Tuesday, November 4, 2014

How to Prospect Without Cold Calling

A Customer is someone who buys from you - once. A Friend is someone who buys from you more than once. And an Advocate is a customer who buys repeatedly from you and sends you referrals. And referrals are your best source of new business.The process of converting suspects to prospects, prospects to customers, customers to friends and friends to advocates is called the sales pipeline, sales cycle or sales funnel. View prospecting as an integral part of your sales pipeline. Make friends with marketing. It is their job to generate leads. However, you must also do your own prospecting.Generate your own leads through speaking at industry events, conducting a webinar, doing your own email blast, asking your best customers for referrals, writing a newsletter or blog, engaging suspects in a conversation on social media and cold calling. Experiment to see which combination works best for you. Remember to coordinate with marketing so that your prospects hear you as one voice.Start a conversation with prospects on Twitter, LinkedIn or other sites. Your immediate objective is to generate interest, not to inform the customer of your products' features. Set goals for yourself to trigger the self-fulfilling prophecy phenomenon. Increase your prospecting not out of fear, not in a panicky, impulsive flurry of phone calls, but in a confident, methodical way.

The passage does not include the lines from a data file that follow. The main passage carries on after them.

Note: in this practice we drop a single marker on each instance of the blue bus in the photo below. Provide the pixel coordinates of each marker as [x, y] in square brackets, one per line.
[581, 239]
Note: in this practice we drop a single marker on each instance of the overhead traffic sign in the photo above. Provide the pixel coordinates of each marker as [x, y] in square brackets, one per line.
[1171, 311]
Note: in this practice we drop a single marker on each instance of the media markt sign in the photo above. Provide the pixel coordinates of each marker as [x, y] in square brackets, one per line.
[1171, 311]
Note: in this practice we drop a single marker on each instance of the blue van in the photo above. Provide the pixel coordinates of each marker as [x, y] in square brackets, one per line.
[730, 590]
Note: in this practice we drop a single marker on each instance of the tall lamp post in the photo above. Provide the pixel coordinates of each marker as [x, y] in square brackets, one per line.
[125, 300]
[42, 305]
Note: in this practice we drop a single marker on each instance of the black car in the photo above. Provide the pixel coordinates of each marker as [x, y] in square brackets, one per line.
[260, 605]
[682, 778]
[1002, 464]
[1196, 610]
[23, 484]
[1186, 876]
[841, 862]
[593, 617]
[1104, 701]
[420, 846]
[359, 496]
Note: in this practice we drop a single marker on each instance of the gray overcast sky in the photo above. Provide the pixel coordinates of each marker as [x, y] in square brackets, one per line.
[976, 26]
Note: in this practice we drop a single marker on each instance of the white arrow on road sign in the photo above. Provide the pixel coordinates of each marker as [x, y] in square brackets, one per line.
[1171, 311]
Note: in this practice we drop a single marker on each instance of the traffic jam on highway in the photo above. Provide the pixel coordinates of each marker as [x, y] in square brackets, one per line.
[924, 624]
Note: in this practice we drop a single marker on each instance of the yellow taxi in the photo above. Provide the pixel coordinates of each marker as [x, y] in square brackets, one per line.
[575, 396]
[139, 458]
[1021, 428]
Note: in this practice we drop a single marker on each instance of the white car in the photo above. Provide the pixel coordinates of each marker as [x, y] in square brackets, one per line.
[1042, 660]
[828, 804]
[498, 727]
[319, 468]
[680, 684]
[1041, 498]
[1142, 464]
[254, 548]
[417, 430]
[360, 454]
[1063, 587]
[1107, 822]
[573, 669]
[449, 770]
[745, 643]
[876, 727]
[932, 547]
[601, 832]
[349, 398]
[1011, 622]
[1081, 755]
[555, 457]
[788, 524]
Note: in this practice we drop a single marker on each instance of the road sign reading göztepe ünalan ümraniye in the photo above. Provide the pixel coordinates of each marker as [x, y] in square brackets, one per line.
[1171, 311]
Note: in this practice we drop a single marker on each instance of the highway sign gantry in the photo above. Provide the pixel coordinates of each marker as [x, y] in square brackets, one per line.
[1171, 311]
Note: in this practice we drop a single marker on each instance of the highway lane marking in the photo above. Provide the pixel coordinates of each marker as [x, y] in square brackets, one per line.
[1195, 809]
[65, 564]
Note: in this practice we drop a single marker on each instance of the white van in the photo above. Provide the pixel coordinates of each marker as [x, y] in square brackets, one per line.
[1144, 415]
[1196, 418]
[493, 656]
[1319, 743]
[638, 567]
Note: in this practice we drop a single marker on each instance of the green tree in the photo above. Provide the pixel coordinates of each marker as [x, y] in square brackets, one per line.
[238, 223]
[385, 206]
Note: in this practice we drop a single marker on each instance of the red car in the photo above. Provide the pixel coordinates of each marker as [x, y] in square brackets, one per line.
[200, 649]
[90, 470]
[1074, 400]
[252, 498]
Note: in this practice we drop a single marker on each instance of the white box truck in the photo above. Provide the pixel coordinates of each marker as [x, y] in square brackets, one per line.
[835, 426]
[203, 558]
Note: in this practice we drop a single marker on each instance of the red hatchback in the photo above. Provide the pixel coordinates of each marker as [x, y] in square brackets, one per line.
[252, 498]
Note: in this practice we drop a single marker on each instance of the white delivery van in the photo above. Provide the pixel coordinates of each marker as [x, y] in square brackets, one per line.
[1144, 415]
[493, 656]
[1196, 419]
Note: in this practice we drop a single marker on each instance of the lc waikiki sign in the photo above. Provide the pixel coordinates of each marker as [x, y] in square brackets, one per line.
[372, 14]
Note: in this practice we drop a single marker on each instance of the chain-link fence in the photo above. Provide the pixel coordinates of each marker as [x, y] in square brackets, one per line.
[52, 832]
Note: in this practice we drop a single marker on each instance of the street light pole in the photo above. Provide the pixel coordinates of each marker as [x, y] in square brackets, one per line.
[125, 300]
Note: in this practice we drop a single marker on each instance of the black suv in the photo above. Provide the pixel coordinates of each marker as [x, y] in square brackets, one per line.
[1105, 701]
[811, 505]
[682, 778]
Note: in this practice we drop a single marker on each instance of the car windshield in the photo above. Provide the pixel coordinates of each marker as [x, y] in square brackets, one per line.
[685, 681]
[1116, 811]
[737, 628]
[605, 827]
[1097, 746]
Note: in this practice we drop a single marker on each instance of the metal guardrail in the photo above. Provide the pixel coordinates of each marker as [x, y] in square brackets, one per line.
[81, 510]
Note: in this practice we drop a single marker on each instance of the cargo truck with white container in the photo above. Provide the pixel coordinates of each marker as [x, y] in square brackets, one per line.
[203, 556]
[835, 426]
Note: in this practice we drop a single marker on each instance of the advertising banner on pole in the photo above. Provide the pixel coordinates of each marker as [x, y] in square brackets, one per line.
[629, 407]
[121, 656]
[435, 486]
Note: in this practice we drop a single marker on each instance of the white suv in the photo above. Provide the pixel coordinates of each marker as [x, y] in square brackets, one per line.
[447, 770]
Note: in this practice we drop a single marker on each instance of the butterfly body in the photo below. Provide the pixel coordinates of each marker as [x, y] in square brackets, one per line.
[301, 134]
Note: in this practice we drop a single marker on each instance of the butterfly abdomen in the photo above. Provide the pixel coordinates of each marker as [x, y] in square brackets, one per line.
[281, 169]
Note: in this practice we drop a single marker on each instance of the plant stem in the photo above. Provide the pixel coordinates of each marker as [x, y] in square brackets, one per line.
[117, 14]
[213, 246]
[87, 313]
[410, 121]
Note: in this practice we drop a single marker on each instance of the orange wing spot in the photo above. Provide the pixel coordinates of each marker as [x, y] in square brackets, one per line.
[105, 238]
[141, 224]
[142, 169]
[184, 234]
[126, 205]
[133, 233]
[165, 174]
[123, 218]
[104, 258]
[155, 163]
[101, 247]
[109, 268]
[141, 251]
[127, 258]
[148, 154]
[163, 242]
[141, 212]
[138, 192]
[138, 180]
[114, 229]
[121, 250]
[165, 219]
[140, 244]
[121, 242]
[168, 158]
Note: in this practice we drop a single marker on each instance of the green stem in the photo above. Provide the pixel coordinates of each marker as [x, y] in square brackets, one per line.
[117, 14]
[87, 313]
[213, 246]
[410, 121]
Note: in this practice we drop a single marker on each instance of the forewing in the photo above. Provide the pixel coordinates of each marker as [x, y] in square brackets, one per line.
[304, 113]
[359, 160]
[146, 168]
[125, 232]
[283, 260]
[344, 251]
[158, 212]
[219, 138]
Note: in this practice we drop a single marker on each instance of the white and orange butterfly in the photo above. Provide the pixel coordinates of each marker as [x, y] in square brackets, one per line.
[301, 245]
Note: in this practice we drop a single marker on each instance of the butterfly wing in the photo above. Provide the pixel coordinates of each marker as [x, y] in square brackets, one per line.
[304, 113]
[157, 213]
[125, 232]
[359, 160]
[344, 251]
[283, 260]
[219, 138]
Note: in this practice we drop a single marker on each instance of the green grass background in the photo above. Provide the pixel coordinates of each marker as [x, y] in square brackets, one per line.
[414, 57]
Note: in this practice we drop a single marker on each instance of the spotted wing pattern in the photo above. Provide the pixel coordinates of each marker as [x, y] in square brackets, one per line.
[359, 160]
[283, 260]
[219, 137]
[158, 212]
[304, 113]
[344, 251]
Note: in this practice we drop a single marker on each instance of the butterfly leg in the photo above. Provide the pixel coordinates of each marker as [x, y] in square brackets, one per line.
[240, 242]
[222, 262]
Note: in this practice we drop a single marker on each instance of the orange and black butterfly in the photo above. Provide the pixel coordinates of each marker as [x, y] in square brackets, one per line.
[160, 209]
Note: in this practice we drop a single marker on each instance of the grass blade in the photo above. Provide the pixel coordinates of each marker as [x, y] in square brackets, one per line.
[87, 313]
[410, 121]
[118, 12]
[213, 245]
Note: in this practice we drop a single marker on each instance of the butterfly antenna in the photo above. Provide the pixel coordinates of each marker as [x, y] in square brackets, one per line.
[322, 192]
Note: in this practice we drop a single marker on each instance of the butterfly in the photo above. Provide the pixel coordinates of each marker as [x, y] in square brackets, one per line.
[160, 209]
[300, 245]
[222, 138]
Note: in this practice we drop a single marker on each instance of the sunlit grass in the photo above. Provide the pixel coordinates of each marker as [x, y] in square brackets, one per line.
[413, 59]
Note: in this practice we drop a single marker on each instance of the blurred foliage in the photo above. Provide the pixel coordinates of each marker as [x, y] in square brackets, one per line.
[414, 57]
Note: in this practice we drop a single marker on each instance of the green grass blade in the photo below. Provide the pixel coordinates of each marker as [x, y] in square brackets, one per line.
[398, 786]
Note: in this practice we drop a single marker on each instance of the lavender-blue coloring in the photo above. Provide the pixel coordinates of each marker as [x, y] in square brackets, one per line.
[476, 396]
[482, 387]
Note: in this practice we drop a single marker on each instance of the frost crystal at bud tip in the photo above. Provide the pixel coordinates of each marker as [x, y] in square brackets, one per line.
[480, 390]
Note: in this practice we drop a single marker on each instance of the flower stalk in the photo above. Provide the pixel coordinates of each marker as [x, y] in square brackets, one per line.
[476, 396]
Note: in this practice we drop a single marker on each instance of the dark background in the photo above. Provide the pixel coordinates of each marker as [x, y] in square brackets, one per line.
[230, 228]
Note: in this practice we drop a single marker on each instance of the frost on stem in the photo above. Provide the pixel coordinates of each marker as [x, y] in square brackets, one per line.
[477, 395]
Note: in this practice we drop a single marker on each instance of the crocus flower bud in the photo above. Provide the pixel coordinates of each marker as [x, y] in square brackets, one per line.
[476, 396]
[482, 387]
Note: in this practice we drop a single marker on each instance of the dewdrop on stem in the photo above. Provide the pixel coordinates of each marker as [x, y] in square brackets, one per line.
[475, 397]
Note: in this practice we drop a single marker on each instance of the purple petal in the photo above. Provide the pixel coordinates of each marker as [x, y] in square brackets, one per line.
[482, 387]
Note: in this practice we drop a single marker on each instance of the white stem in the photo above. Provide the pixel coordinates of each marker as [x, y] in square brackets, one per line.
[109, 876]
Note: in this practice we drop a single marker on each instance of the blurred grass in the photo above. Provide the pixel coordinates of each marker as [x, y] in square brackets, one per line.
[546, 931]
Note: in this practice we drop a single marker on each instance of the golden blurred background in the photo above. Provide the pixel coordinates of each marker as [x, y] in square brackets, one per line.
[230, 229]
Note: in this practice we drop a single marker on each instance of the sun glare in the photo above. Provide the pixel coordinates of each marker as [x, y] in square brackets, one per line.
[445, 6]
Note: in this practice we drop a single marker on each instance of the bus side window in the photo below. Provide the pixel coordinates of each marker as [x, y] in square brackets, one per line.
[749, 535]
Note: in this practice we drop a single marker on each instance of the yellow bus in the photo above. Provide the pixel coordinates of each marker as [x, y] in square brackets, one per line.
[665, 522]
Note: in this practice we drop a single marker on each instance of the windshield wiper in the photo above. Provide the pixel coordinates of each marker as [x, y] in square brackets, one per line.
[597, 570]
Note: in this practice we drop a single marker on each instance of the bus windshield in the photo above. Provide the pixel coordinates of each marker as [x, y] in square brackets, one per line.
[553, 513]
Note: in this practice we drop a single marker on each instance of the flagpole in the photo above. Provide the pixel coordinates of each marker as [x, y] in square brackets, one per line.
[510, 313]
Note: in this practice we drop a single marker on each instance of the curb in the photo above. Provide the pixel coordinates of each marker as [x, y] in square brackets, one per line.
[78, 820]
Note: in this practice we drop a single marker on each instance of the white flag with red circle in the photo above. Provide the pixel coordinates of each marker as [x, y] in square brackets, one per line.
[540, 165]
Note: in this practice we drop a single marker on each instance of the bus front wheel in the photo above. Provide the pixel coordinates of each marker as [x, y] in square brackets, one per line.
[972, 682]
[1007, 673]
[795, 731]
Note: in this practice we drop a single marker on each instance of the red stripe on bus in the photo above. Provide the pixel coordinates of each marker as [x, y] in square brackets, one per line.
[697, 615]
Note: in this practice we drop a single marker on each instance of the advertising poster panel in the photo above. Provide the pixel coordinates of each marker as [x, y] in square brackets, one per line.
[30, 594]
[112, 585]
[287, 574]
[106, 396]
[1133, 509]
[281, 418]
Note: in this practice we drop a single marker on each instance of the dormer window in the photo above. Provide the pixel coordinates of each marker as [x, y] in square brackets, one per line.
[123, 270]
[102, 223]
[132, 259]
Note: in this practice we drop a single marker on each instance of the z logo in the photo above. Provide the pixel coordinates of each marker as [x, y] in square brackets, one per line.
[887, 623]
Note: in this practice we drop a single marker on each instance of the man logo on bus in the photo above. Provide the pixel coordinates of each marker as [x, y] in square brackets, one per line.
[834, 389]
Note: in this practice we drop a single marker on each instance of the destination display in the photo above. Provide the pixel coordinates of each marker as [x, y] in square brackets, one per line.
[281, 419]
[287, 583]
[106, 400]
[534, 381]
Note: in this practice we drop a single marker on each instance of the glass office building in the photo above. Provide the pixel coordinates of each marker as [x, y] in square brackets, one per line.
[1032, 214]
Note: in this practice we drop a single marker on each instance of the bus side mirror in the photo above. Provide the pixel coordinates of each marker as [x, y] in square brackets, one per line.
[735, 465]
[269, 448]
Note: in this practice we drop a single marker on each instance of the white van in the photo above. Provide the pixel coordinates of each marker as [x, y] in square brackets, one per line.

Set aside at least an hour a day for prospecting. Segment your accounts by grouping them according to geography, industry or size. Aim for 50 - 75 phone calls a day. Expect to reach 6-8 qualified prospects a day. You goal is to make appointments with 50%, or 4 prospects and close 25% of those. For most industries, there are similar sales ratios to work with. Stay in touch with prospects over a long sales cycle through web conferences that update customers on industry news, product changes, certification issues, pricing changes or promotions.Reach out to new people every single day - no matter what. No one ever gets too successful to prospect. It's quite the opposite; daily commitment to prospecting is what makes long term success possible. Begin to create a sense of urgency as you prospect. Momentum and a sense of urgency are necessary conditions for closing sales, and it starts with your first contact with your prospect. Remember that your goal for the initial phone call is to get an appointment. In most cases you need to be face-to-face with your prospect to make a consultative sale.